The authors reported in their study that 40.4% of patients were not adherent to oral 6MP therapy, as evidence by a mismatch between self-report and objective (MEMS) reporting.

The overall adjusted mean number of self-reported days per month that patients took their pills ranged from a low of 25.8+5.3 to a high of 26.1+4.5. The pill bottles, however, told a different tale, reporting that they had been opened from a low of 22.8 ± 6.4 to a high of 25.4 ± 4.5 days per month.

Month-by-month correlations between self-report and MEMS 0.36 to 0.58, and were all statistically significant.

In logistic regression models adjusted for thiopurine methyltransferase (TMPT) genotype, 6MP dose intensity, and 6-thiogaunine levels in red cells, significant predictors for over-reporting included older age, with an odds ratio (OR) of 1.07 for every 1-year increase in age (P = .04); Hispanic origin (OR 2.4, P = .02); Asian origin, (OR 3.1 P = .02; African-American origin (OR 5.3, P < .001); paternal education level lower than college (OR 2.1, P = .02); and 6MP non-adherence (OR 8.6, P < .0001).

Dr.

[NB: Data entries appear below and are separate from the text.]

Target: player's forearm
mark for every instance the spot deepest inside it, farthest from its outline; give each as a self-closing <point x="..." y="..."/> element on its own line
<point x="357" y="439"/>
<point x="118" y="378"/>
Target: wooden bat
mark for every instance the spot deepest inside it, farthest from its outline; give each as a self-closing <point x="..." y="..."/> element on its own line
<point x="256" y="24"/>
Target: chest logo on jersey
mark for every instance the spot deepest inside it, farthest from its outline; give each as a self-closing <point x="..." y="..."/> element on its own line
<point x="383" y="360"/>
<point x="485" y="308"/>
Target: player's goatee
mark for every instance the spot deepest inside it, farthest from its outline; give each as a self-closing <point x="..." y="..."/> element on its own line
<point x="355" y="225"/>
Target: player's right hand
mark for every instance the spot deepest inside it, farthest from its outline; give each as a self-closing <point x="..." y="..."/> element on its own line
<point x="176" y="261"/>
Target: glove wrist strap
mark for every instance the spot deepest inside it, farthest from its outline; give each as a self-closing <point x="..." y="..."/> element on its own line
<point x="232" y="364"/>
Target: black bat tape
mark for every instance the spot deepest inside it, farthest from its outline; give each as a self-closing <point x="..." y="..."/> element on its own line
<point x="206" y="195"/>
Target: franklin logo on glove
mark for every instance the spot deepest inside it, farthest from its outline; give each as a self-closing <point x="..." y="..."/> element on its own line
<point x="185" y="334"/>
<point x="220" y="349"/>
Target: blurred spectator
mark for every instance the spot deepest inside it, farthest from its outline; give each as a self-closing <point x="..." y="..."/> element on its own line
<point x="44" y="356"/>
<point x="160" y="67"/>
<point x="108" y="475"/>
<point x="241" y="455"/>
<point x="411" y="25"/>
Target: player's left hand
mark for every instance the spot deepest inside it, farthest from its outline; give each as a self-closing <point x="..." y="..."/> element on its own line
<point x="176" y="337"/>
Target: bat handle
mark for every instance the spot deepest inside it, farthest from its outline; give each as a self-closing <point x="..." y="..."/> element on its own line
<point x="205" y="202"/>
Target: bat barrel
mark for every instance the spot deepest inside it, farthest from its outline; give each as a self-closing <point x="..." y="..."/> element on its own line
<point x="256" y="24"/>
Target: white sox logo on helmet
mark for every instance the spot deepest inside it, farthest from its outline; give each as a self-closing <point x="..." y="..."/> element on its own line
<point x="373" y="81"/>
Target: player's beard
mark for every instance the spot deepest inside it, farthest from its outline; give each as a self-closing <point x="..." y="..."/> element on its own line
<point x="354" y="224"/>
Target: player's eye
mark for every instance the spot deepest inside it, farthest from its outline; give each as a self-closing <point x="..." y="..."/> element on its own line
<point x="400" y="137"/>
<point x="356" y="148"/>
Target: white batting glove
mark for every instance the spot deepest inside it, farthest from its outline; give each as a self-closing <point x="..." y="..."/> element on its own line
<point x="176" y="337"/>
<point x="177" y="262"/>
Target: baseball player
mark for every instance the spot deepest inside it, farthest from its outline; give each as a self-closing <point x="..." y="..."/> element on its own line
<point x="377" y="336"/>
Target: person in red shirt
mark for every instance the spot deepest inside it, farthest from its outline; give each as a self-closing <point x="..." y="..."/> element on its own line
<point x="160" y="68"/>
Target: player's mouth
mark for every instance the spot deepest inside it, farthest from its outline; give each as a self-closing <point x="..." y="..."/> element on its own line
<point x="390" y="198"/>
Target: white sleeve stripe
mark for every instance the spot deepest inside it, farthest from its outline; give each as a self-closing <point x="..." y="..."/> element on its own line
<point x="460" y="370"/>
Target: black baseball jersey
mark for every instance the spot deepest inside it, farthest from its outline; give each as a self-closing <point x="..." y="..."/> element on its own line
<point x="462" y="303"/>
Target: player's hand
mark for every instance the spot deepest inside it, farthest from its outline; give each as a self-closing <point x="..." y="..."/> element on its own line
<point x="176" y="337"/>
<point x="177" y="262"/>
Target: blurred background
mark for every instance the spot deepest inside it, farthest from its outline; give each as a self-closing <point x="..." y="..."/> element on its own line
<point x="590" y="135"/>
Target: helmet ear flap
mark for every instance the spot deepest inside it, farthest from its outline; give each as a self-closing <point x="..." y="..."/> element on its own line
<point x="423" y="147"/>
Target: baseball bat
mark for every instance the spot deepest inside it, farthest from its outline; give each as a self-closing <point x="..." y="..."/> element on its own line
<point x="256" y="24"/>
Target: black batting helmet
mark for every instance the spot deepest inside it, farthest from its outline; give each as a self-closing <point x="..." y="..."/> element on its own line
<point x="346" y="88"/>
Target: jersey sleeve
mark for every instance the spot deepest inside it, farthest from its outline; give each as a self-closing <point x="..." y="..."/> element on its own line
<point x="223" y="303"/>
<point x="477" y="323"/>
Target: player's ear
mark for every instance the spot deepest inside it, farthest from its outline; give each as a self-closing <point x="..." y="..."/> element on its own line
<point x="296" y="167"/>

Landier noted that 78.6% of over-reporters were non-adherent, compared with only 2% of perfect reporters.

“The real importance of this paper from my perspective is this: there is a famous quote that if the patient doesn’t take the medication it can’t work and in an era where we’re trying to improve the care of patients, one of the things we oftentimes forget that if the medication isn’t being taken, the patient can’t get better from it,” said Dr. Mark Crowther, Professor and Chair in the Department of Pathology and Molecular Medicine of McMaster University in Hamilton, Ontario, Canada. Dr. Crowther moderated a briefing where Dr. Cserti-Gazdewich presented the data.

The study was supported by grants from the National Institutes of Health and from St. Baldrick’s Foundation. Dr. Landier and Dr. Crowther reported no relevant conflicts of interest.